THIS REPO IS DEPRECATED. PLEASE USE THIS ONE INSTEAD
CAVA (Clinical Annotation of VAriants) is a lightweight, fast, flexible and easy-to-use Next Generation Sequencing (NGS) variant annotation tool. It implements a clinical sequencing nomenclature (CSN), a fixed variant annotation consistent with the principles of the Human Genome Variation Society (HGVS) guidelines, optimised for automated clinical variant annotation of NGS data.
Since 2017, CAVA has been maintained by a group of bioinformaticians involved in both research and clinical genomics, adding several key functionalities, enhancements, and general support along the way.
If you use CAVA, please cite:
Márton Münz, Elise Ruark, Anthony Renwick, Emma Ramsay, Matthew Clarke, Shazia Mahamdallie, Victoria Cloke, Sheila Seal, Ann Strydom, Gerton Lunter, Nazneen Rahman. CSN and CAVA: variant annotation tools for rapid, robust next-generation sequencing analysis in the clinical setting. Genome Medicine 7:76, doi:10.1186/s13073-015-0195-6 (2015).
Maybe some day, we'll get around to publishing what we've done to rescue this abandoned project.

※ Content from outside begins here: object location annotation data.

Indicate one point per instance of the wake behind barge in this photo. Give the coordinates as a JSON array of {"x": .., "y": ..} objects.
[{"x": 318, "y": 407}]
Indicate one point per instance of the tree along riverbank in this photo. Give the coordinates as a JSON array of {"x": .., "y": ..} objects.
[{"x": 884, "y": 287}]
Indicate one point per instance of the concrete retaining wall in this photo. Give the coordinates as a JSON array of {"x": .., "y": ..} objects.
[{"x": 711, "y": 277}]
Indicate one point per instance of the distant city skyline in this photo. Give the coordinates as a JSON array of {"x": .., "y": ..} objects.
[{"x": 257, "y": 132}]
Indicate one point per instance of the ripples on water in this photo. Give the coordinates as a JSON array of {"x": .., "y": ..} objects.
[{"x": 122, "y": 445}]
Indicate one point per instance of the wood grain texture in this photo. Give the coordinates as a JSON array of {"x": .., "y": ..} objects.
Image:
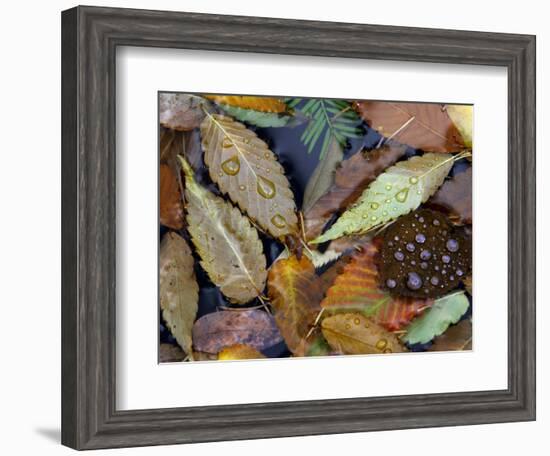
[{"x": 89, "y": 40}]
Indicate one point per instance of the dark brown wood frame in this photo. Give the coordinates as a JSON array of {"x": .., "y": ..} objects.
[{"x": 90, "y": 37}]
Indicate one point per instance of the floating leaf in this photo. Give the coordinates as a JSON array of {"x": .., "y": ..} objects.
[
  {"x": 230, "y": 250},
  {"x": 355, "y": 334},
  {"x": 455, "y": 198},
  {"x": 257, "y": 118},
  {"x": 462, "y": 117},
  {"x": 244, "y": 168},
  {"x": 398, "y": 191},
  {"x": 169, "y": 353},
  {"x": 263, "y": 104},
  {"x": 434, "y": 321},
  {"x": 351, "y": 179},
  {"x": 457, "y": 337},
  {"x": 254, "y": 328},
  {"x": 179, "y": 291},
  {"x": 294, "y": 292},
  {"x": 425, "y": 126},
  {"x": 239, "y": 351},
  {"x": 322, "y": 178},
  {"x": 180, "y": 111}
]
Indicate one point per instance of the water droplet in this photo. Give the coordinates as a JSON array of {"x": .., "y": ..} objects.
[
  {"x": 278, "y": 220},
  {"x": 402, "y": 195},
  {"x": 381, "y": 344},
  {"x": 452, "y": 245},
  {"x": 231, "y": 166},
  {"x": 265, "y": 187},
  {"x": 425, "y": 255},
  {"x": 420, "y": 238},
  {"x": 414, "y": 281}
]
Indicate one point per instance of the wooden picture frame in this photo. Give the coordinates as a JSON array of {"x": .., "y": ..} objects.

To install and run CAVA you will need the following dependencies installed:
- Python 3
- GCC and GNU make
- virtualenv
It just makes sense to keep things in a virtualenv. Here's how you do it if you are unfamiliar.
pip install virtualenv
virtualenv cava
source cava/bin/activate
At this point, your terminal should change to let you know you are in a virtual environment.
pip install cava
# - or -
git clone [email protected]:Steven-N-Hart/CAVA.git
# optional to checkout release
# e.g. git checkout v.1.2.4
python setup.py install
If you get an error with pycurl, run the following command before running the setup.py
pip uninstall pycurl
export PYCURL_SSL_LIBRARY=nss
pip install --compile --install-option="--with-nss" --no-cache-dir pycurl
Before using CAVA, you will need to create a database of transcripts for which to base your annotations from. Details can be found in this README. In short, we reccomend using MANE transcripts, so to get started, you would simply:
# Download GTF files for either RefSeq or ENSEMBLE
wget -O data/ENST.gtf.gz ftp://ftp.ncbi.nlm.nih.gov/refseq/MANE/MANE_human/release_0.91/MANE.GRCh38.v0.91.select_ensembl_genomic.gtf.gz and
wget -O data/RefSeq.gtf.gz ftp://ftp.ncbi.nlm.nih.gov/refseq/MANE/MANE_human/release_0.91/MANE.GRCh38.v0.91.select_refseq_genomic.gtf.gz
# Separate into ENST and NM Transcripts
zcat data/ENST.gtf.gz |cut -f9|cut -f4 -d' '|grep ENST|sed 's/;//;s/\"//g'|sort -u > data/ENST.txt
zcat data/RefSeq.gtf.gz |cut -f9|cut -f4 -d' '|grep "NM_"|sed 's/;//;s/\"//g'|sort -u > data/RefSeq.txt
# Look at the options and configure appropriately
python3 MANE.py -h
CAVA can be run with the following simple command:
python3 CAVA.py -c config.txt -i input.vcf -o output
It requires three command line arguments: the name of the configuration file (-c), the name of the input file (-i) and the prefix of the output file name (-o).
CAVA is released under MIT licence (see the LICENCE file).